Richtig ist, dass sich ver.di tarifvertraglich zu speziellen Verhandlungen bei Real verpflichtete. Doch nirgendwo spricht der Tarifvertrag von einer „wettbewerbsgerechten“ Entgeltstruktur oder einer „wettbewerbsfähigen“ Lösung. Das wäre für eine Gewerkschaft tarifpolitisch auch reiner „Wahnsinn“! Denn wer legt fest, was „Wettbewerbsfähigkeit“ bei Gehältern und Löhnen bedeutet? Für die marktradikalen Real-Topmanager liegt diese bei einer Bezahlung von 30 Prozent unter Tarif, wie sie angeblich bei der Konkurrenz üblich sein soll. Dieses „Geschwätz“ wird auch nicht dadurch wahr, dass es immer wieder „dahergebetet“ wird. Bei den unternehmenseigenen Geschäften von Rewe und Edeka, bei Kaufland und Lidl, Aldi und Tegut, Penny und Netto werden die Beschäftigten jedenfalls nach geltendem Tarifvertrag bezahlt.

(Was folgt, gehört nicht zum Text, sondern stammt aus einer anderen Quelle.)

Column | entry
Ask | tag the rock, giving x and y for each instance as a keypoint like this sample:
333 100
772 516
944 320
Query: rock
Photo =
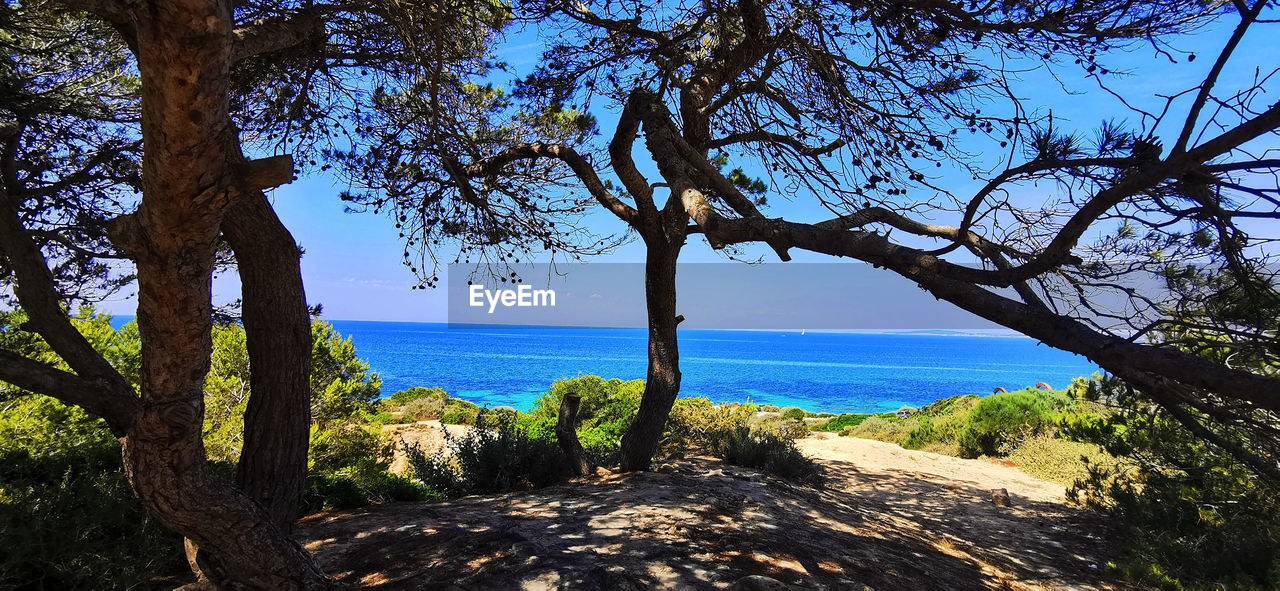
846 585
616 578
758 582
526 549
1000 496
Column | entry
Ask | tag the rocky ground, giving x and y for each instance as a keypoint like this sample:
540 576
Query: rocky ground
887 520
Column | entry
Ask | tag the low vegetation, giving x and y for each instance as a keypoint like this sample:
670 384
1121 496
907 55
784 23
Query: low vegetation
68 518
1191 516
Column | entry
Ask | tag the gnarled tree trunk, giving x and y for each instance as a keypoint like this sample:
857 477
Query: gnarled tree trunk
273 462
190 181
566 434
662 385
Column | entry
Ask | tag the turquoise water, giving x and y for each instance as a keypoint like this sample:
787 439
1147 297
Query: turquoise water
818 371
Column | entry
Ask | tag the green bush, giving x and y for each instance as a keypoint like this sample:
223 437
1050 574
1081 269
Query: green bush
781 427
881 429
955 406
997 422
938 431
496 457
1060 461
840 422
1189 516
360 488
696 422
424 408
343 445
68 518
405 397
768 453
791 412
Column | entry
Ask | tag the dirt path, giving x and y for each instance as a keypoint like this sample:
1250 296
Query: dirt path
887 518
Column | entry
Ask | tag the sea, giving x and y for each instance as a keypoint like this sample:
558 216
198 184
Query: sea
817 371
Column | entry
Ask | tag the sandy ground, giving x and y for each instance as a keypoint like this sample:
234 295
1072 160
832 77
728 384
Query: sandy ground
887 518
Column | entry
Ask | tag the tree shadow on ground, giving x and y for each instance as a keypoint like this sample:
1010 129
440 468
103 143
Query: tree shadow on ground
703 525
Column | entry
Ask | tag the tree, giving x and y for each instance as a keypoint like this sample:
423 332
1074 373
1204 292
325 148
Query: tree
849 104
154 134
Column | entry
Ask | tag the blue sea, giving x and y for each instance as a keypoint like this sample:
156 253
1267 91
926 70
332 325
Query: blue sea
817 371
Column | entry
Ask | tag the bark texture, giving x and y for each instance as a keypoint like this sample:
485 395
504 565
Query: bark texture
566 434
190 181
662 383
273 462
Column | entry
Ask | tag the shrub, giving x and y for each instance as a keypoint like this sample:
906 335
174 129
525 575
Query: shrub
1189 516
341 447
68 518
791 412
959 404
882 430
696 422
360 488
781 427
496 457
768 453
938 431
424 408
997 422
840 422
1059 459
405 397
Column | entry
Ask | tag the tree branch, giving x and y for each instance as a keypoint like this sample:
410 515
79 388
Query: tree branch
576 163
69 388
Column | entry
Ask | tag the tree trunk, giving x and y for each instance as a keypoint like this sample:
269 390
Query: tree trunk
566 434
188 183
273 462
662 385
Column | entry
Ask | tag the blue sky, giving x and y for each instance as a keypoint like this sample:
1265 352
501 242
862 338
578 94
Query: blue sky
353 266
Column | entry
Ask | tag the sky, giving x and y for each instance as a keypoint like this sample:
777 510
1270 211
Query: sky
352 262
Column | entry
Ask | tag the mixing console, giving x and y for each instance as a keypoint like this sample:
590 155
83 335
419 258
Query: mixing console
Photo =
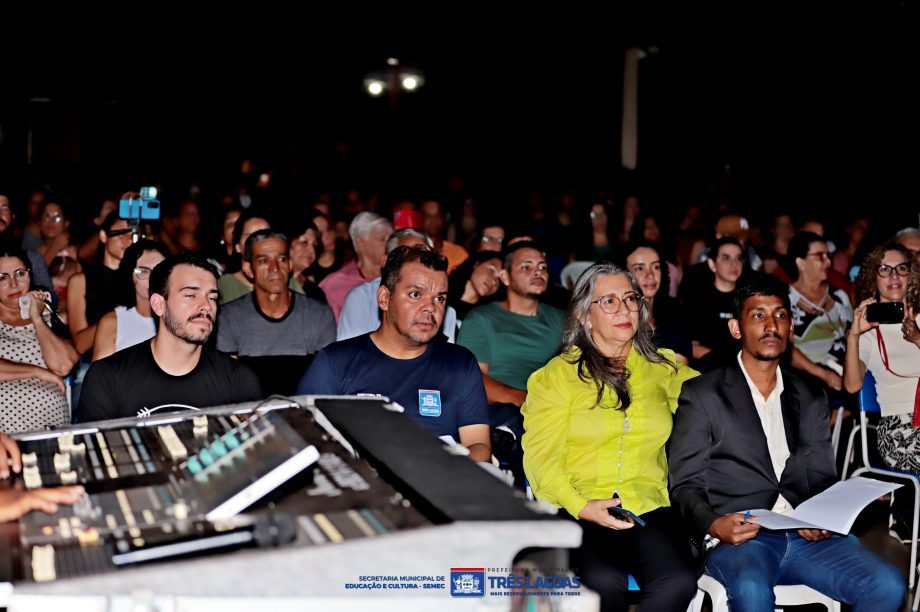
185 478
328 485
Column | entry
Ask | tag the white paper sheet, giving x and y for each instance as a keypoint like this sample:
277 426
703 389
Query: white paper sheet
835 509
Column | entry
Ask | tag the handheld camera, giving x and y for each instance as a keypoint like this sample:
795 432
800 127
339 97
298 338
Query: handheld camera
144 207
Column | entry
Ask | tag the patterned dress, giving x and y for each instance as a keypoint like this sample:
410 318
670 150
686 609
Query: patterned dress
28 404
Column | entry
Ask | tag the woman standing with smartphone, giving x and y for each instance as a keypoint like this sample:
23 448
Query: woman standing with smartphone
890 350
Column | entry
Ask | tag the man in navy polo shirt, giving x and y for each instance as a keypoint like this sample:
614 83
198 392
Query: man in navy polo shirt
438 384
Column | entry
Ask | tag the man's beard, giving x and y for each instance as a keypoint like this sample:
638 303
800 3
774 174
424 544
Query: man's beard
524 293
417 339
173 326
761 356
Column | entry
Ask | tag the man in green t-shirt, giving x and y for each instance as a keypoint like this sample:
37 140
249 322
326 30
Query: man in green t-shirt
513 338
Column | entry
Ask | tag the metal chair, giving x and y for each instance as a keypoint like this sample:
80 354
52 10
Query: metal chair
868 405
786 595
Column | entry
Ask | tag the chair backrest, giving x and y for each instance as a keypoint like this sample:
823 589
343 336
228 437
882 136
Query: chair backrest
572 271
868 395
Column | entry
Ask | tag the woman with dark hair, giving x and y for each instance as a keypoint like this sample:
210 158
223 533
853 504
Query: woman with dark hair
33 359
55 233
331 254
235 285
596 419
223 253
820 313
304 247
132 321
891 351
650 269
474 282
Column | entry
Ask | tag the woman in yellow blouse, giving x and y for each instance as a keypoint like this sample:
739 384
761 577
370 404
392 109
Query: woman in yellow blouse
596 421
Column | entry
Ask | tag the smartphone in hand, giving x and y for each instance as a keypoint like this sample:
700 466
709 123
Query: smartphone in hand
623 514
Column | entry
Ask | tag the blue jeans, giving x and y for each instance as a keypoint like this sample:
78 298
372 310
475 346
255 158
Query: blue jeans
838 567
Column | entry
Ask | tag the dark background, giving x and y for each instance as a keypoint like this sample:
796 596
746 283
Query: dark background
785 109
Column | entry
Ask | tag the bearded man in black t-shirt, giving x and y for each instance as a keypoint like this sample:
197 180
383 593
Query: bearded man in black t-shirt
175 366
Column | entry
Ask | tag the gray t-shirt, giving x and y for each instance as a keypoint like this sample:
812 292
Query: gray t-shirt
243 330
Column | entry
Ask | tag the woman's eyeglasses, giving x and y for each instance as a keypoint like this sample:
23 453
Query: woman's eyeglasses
885 270
17 274
611 303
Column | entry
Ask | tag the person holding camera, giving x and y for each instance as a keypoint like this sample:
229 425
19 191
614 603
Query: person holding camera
33 359
888 345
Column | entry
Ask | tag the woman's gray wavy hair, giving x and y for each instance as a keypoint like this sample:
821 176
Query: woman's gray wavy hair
592 365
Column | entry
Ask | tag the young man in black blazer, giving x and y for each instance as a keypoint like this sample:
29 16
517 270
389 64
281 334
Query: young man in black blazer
752 435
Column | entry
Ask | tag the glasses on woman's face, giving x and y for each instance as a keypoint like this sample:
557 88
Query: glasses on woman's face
885 270
611 303
17 275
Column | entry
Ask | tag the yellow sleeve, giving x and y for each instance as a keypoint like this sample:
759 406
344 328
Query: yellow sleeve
676 380
546 424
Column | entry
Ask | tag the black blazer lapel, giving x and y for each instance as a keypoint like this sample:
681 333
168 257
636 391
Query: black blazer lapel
790 404
745 421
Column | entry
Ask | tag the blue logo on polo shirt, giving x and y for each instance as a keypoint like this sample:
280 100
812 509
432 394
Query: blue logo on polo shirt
467 581
429 402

Insofern sollte es gerade bei Real, einem Ableger des Metro-Konzerns, niemanden wirklich verblüffen, dass ver.di auch dort nichts anderes und schon gar nichts Billigeres verhandelt oder „anbietet“, als das, was auch „auf der Fläche zur Modernisierung der Entgelttarifverträge“ besprochen wird. Schon jetzt liegt das Gehalt einer Verkäuferin bei Real um 6,5 Prozent unter Tarif, weil die Unternehmensleitung 2015 tarifflüchtig zu werden versuchte. Der genannte Tarifvertrag hat dieses Vorhaben (dauerhaft oder nur vorerst?) gestoppt, doch fehlen den Beschäftigten von Real immer noch die Lohnerhöhungen aus drei Jahren.

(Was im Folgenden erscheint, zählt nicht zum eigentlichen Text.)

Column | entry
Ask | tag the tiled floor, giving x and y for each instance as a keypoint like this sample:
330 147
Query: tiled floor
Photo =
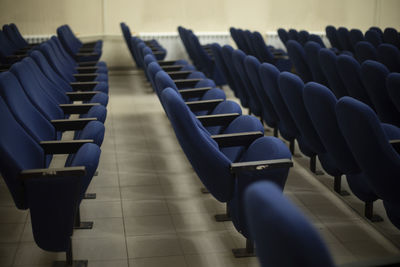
149 209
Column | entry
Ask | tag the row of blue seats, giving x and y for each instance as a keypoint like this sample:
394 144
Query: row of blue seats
38 103
346 77
252 43
227 150
319 121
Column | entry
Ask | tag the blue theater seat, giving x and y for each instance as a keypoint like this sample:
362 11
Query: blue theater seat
283 236
371 147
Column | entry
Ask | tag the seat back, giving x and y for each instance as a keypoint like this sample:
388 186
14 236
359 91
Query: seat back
365 51
373 75
273 220
389 55
18 151
391 36
331 34
238 58
328 63
311 50
268 112
350 73
374 37
344 38
298 57
380 163
291 89
269 76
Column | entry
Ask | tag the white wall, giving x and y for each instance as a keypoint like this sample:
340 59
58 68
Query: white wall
103 16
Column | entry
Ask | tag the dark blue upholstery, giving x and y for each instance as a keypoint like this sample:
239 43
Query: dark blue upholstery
372 151
393 87
344 38
298 57
328 63
283 235
331 33
212 166
227 55
391 36
350 72
320 104
374 37
52 201
389 55
355 36
373 75
238 58
365 51
311 50
268 112
283 35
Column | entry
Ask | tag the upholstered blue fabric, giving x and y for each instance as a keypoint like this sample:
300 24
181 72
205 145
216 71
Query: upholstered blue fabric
269 75
283 35
227 55
268 112
283 235
264 54
238 58
311 50
374 37
389 55
344 38
320 104
372 151
393 87
373 75
350 72
331 33
328 63
365 51
391 36
298 57
355 36
317 39
52 75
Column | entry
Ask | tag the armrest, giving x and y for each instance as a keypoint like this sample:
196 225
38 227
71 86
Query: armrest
87 69
193 92
71 124
64 146
217 119
260 165
83 86
85 77
172 67
77 108
395 144
81 95
281 57
88 63
236 139
40 173
203 104
179 74
181 83
166 62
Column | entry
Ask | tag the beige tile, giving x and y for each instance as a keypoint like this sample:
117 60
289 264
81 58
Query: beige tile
151 192
170 261
189 222
206 242
153 246
144 207
147 225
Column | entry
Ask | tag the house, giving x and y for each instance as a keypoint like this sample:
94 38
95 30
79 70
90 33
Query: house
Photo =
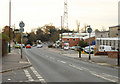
74 38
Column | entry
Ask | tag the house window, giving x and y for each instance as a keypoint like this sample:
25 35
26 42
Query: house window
114 43
110 42
106 42
98 42
73 39
103 42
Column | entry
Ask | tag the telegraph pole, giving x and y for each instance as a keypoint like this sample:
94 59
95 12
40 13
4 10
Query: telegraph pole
21 24
9 25
61 32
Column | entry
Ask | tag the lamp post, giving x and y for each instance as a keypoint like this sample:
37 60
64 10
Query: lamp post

Diesen Wettbewerbsvorteil hat die Unternehmensleitung keinesfalls zusammen mit den tarifvertraglich ebenfalls vereinbarten Investitionen in dreistelliger Millionenhöhe für eine spürbare Erneuerung aller Filialen und damit einer deutlichen Verbesserung ihrer Wettbewerbssituation genutzt. Die Mehrzahl der Real-Märkte tritt weiterhin auf der Stelle, so dass die Geschäftsführung hinsichtlich ihrer Zusagen immer weiter an Glaubwürdigkeit verliert. Deren Probleme sind also nicht durch ver.di oder die Beschäftigten verursacht, sondern „hausgemacht“ – wie die gesamte miserable Lage des SB-Warenhauses und damit die Gefährdung vieler Arbeitsplätze.
Das scheint selbst die „Lebensmittel Zeitung“ nicht übersehen zu können. Sie schrieb am 12. Januar 2018, die Beschäftigten hätten in den vergangenen Jahren „auf erhebliche Summen verzichtet, um Real eine Chance zu geben, sich zu erholen. Jetzt ist die Zeit verstrichen, und die Perspektiven am Markt sind nicht sichtbar besser geworden.“ Und sogar diese den Unternehmen grundsätzlich sehr nahestehende Zeitung betrachtet die Methode des Real-Managements als eine „Rechnung“, die „so alt wie einfach“ sei: „Wenn es einem Händler nicht gut geht, werden in der Regel Lieferanten, Mitarbeiter und Vermieter um finanzielle Zugeständnisse gebeten.“ So war es tatsächlich, weshalb sich ver.di bei den Verhandlungen über eine neue Entgeltstruktur hüten wird, diesen sich offenbar bei ihren Versprechungen und Vereinbarungen zu nichts verpflichtet fühlenden „Absahnern“ nach „der Pfeife zu tanzen“.